An Iranian agency in Tehran announced Monday that Bart, Homer, Marge, Lisa and all the other Simpsons characters have joined Barbie on a growing list of Western pop icons to be banned in Iran. Although the show has always been banned there, now the sale of Simpson dolls and other merchandise has also been forbidden.
Promoters of Western culture
The Iranian independent newspaper Shargh reported the ban on Monday. Mohammad Hossein Farjoo, secretary of policy-making at the Institute for the Intellectual Development of Children and Young Adults, said of the Simpsons merchandise:
“The Simpsons dolls are merchandise from an animated series, of which some episodes are even banned in Europe and America … We don’t want to promote this cartoon by importing the toys.
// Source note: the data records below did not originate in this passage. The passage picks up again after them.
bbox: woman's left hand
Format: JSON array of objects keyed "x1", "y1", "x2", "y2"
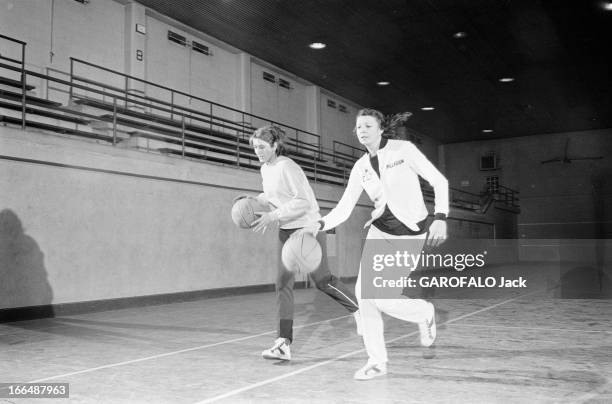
[
  {"x1": 252, "y1": 212, "x2": 279, "y2": 234},
  {"x1": 426, "y1": 219, "x2": 447, "y2": 247}
]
These dolls are promoters of Western culture.”
Farjoo did not go into details about which episodes were banned in America. This reporter could find no such reference.
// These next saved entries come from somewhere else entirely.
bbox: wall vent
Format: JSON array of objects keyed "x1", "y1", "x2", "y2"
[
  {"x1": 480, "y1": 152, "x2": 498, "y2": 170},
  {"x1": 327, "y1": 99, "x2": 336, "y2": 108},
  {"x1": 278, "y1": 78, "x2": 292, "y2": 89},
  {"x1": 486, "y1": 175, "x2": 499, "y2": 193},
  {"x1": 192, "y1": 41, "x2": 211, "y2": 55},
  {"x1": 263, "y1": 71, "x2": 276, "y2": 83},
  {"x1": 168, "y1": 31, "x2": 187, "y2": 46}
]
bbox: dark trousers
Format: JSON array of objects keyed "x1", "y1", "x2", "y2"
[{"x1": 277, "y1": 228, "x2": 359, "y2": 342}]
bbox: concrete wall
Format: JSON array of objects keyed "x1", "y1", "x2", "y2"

Superheroes are allowed in Iran
According to the Associated Press, Iran does still allow the figures of Western superheroes like Superman and Spider-Man to be sold. Farjoo explained the difference:
“Although they are dolls and characters in American films, they help oppressed people and they have a positive stance.”
Toys that play Western-style music or songs and toy kitchen sets containing glasses that the agency deemed as being used for the consumption of alcohol were also banned.
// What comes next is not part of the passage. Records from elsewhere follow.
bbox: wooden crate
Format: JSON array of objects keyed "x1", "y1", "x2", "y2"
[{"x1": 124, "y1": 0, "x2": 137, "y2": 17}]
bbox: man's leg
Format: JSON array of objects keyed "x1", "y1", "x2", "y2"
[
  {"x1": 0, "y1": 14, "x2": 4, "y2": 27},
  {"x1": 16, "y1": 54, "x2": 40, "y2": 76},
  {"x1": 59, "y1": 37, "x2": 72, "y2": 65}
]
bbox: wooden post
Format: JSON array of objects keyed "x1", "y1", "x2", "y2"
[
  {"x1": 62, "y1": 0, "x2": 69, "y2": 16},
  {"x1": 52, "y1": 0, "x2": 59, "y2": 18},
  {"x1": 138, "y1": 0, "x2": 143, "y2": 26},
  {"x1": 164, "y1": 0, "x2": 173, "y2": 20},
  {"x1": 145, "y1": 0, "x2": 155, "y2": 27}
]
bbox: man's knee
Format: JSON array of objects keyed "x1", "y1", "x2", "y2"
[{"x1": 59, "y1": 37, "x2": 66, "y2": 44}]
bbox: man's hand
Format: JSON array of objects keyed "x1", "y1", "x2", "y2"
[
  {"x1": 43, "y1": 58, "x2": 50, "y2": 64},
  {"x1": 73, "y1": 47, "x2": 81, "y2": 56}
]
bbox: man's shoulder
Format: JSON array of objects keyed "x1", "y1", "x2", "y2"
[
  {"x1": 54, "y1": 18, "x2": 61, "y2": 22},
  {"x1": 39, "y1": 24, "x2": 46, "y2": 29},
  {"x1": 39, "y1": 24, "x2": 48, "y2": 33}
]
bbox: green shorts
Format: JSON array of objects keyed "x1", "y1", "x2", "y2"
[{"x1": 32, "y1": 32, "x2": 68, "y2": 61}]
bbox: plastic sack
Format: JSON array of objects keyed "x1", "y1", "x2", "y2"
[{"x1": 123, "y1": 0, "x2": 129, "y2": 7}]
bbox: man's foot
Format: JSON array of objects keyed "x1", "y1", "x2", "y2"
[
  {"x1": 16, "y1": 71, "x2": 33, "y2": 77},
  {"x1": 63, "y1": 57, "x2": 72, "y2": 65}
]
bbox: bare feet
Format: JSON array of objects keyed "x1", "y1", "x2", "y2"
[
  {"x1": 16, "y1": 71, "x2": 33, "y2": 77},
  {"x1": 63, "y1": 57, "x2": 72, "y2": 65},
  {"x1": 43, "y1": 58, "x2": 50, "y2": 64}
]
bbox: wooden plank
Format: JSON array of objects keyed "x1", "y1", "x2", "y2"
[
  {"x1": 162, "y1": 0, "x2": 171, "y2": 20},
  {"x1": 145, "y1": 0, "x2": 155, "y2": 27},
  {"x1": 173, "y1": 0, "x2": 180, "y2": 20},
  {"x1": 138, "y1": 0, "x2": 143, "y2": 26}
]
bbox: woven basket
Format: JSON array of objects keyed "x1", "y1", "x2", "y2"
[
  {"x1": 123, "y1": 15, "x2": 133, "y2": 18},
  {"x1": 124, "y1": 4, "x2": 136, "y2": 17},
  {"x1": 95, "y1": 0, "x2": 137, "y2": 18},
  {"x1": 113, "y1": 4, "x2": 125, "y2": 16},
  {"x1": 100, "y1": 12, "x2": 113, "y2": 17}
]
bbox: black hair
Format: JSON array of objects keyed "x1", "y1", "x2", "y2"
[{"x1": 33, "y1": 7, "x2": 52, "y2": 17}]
Barbie dolls were being sold
The move comes after several Tehran toy stores were closed down in January for selling Barbie dolls. The iconic American fashion doll was specifically banned in the 1990s. Barbie is seen as decadent for her fashionable wardrobe that contains miniskirts and bikinis, but no burqa.
A losing war against Western culture
Islamic Iran has waged a war on Western pop culture’s steady creep into the nation since 1979, when the Islamic Revolution overthrew the Shah. However, a quarter of the nation is under 15 years old, and many are avid enthusiasts of Western music and culture. Illegal pop contraband is commonly traded in a thriving black market.
Iran imported $57 million worth of toys from other nations in 2011. Iranian officials estimate that an additional $20 million worth is smuggled in on an annual basis.
Growing tensions of Iranian nukes
The ban comes at a time of growing tension between Iran and Western nations. Rumors of the Middle Eastern nation’s proximity to nuclear capabilities continue to flourish, escalating the tension.